@LABlueBike @VladS @Digitizer @Harry et al, Just came across this link from a post in August on this forum that goes more into the value of pixel shift with charts, some math and better explanations than I managed! But came to many of the same conclusions I did. Summed up below.
and more:
The OP’s post, @Dean.G Nikon Z8 "NEFX" - Pixel Shift & NLP
Important TLDR Summary from the Ed Dozier article about the Z8:
- " The pixel-shift feature, taking 8-shots [makes 45MP - ***see my added footnote!] and combining them into a single shot, resulted in a 26.2 percent increase in resolution. While this may seem underwhelming, it is in fact quite good."
- “The smoothing of color noise may be a bigger factor than resolution improvements. The Nikon Bayer sensor is also called ‘RGGB’, referring to neighboring pixel color sequences. The pixel-shifting operation changes this into something more like Sigma’s Foveon sensor, that stacks all of the color information under a single pixel. The 8-shot and 32-shot sequences add more color-noise smoothing, compared to the 4-shot and 16-shot sequences.”
- " the resolution change using 16 combined shots [makes 180MP - *again, footnote!] was about a 90 percent increase! "
***Interestingly, the Nikon Z8 implementation outputs a standard 45MP file with 8-shots while the S1R does 187MP. The Z8 requires 16-shots to output a similar 180MP sized file.
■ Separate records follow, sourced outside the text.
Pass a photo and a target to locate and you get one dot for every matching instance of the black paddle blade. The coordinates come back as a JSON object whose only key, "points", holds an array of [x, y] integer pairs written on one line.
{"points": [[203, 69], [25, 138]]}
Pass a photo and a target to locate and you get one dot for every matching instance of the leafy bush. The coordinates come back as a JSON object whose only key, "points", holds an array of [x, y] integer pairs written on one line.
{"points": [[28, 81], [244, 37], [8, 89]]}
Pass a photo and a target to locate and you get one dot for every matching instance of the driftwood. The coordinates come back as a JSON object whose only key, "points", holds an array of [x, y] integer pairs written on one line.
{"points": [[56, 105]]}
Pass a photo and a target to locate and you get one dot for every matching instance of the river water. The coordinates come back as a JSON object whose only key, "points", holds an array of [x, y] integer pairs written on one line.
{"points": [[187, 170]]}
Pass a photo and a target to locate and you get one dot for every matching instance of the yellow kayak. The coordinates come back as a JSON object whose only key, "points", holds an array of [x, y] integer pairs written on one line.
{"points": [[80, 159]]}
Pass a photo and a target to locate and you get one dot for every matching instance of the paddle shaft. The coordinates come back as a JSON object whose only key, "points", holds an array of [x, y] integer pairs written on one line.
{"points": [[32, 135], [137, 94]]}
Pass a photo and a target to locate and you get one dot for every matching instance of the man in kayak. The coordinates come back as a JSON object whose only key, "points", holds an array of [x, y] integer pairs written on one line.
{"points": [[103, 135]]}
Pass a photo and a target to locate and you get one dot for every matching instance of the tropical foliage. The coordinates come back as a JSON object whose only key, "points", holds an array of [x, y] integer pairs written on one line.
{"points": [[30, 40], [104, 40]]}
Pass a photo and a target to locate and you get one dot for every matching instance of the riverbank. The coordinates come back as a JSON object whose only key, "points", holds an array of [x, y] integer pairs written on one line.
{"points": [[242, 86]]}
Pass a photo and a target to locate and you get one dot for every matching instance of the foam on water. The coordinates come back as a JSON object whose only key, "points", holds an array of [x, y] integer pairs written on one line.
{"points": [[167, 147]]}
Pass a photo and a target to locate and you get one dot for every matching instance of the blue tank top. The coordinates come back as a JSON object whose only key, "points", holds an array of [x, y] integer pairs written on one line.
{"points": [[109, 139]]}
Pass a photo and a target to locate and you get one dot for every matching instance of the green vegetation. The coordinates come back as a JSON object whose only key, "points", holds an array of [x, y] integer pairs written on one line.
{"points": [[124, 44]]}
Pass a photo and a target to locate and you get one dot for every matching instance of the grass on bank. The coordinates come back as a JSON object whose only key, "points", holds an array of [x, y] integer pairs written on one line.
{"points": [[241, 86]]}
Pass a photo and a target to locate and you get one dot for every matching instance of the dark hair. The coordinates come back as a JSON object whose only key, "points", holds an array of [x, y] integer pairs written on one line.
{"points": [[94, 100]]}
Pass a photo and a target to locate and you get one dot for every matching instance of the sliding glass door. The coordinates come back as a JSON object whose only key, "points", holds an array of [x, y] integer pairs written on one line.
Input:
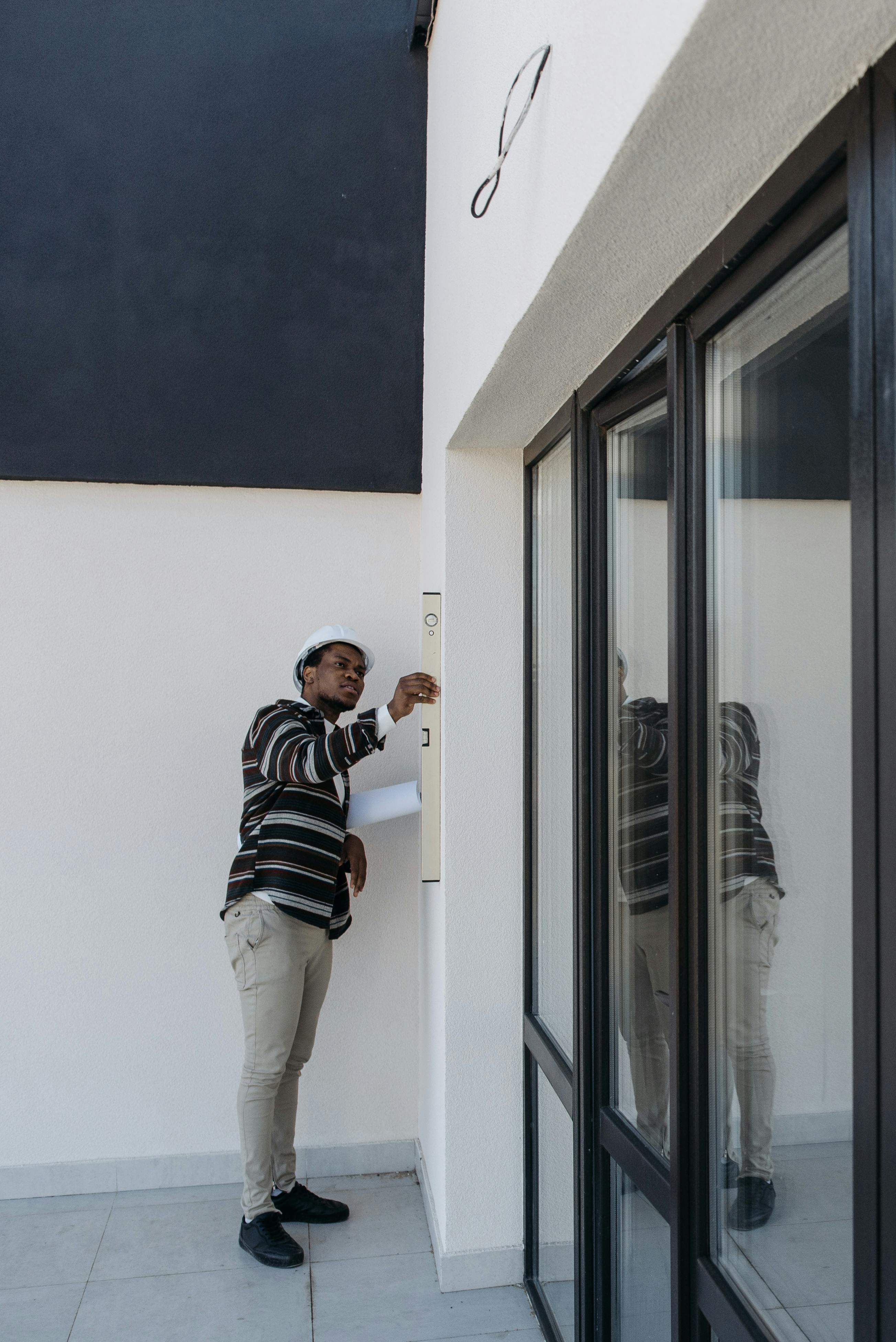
{"points": [[551, 996], [711, 762]]}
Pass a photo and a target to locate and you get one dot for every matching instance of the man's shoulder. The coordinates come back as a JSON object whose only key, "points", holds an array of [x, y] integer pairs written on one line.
{"points": [[276, 714], [647, 708]]}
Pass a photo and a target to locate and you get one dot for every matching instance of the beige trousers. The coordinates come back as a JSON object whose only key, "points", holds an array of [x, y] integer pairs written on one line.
{"points": [[750, 931], [282, 969]]}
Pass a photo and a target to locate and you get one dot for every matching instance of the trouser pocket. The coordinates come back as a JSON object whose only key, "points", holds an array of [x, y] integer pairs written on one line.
{"points": [[243, 933]]}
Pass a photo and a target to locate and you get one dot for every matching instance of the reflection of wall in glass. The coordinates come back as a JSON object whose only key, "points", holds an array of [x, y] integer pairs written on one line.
{"points": [[781, 796], [556, 1207], [553, 740], [638, 710]]}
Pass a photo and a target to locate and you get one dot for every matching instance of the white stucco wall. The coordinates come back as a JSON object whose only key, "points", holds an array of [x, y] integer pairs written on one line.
{"points": [[141, 630], [652, 127]]}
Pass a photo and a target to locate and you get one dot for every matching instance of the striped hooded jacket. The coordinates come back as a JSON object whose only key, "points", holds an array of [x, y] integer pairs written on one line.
{"points": [[745, 850], [293, 826]]}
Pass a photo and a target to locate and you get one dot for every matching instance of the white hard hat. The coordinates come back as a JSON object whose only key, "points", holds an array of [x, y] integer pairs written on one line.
{"points": [[320, 639]]}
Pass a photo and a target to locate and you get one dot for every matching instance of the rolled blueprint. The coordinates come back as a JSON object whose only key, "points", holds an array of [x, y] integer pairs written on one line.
{"points": [[368, 808]]}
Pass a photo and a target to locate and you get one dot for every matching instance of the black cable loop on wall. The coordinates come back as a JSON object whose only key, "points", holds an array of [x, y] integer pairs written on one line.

This means the 16-shot gaining 90% on the Z8 could be similar to the S1R 8-shot implementation… I have no way of testing this myself or exploring how the RGGB and color noise affects may be similar or different but it would be worth exploring.
I think I inadvertently stumbled into a crazy value on the S1R - doing all this IN CAMERA is crazy useful and, importantly, very fast. Got it “used” with 125 clicks for way under standard resale prices. I feel very lucky.